A quick scan through the major headlines these days is overwhelming. The Ebola outbreak is spreading faster than efforts to contain it. War is ongoing in the Middle East and is rising in the Ukraine. Freedom of religion in the United States is under attack from seemingly all sides.

My tendency is to respond to the headlines by just not reading the headlines anymore. Out of sight, out of mind, just let me live in my little world here in Northeast Alabama.

But as those who understand that our God is sovereign over this world, is moving history along according to His perfect will, and calls His people to pray for the coming of His Kingdom and shine as citizens of that Kingdom, we can’t close our eyes.

An extremely helpful tool that keeps me from closing my eyes to the world is “The Briefing”, Al Mohler’s “daily analysis of news and events from a Christian worldview.” The Briefing is only 20 minutes long, and in it Mohler summarizes some of the most note-worthy headlines, and then explains how we can think about them as Christians.

At the end of today’s episode, Mohler summarized our responsibility:

“The list, indeed the stack, of issues to be discussed appears to be almost insurmountable and still growing.

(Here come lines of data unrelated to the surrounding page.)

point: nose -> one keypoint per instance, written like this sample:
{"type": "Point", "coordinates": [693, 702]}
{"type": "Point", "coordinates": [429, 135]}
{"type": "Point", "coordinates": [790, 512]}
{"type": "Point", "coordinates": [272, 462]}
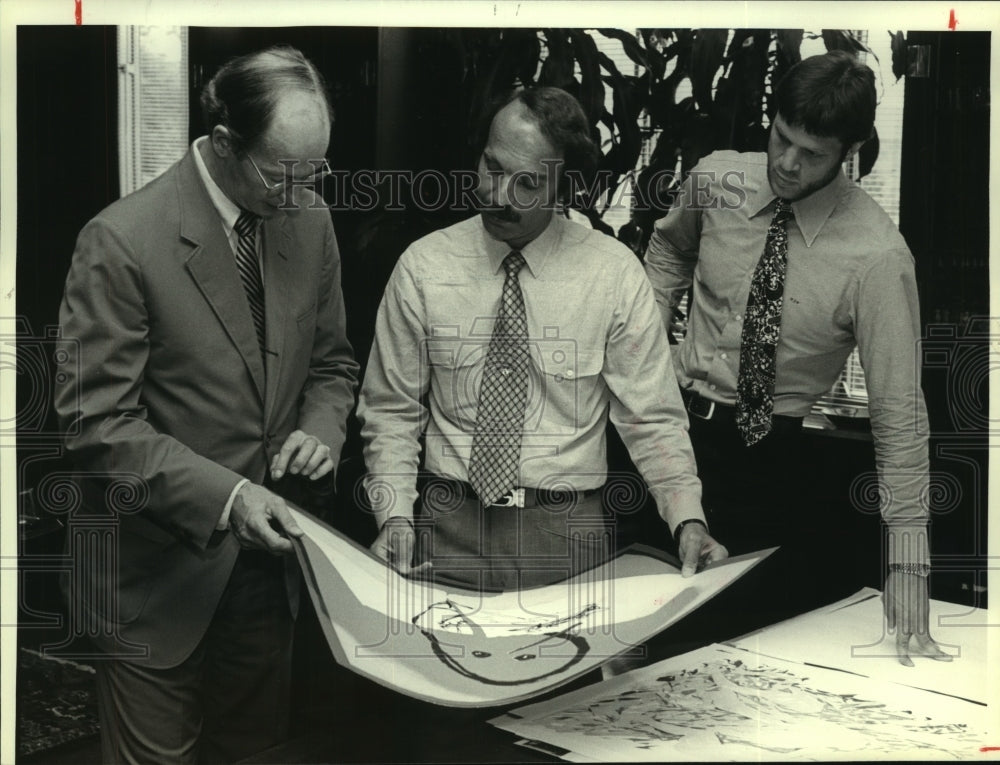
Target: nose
{"type": "Point", "coordinates": [788, 162]}
{"type": "Point", "coordinates": [493, 189]}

Indeed, that appears to be an almost permanent condition. Christians in this generation are being called to think through so many issues, so quickly, simultaneously, and our responsibility is to think in Biblical terms, to think as thinking Christians, thinking Christianly and Biblically. We are called to bring every though captive to Christ, and that means in this world we have to be those who think through a Christian worldview, who consider these things as Christians based upon the totality of Christian truth, reasoning from Christian first principles in our consideration of these issues that are coming to us in almost “machine-gun” rapidity. It seems to be no exaggeration to believe that this generation of Christians faces a unique, if not unprecedented, responsibility to confront so many of these issues simultaneously, and more importantly, faithfully. We’ll try to think through these issues faithfully together.”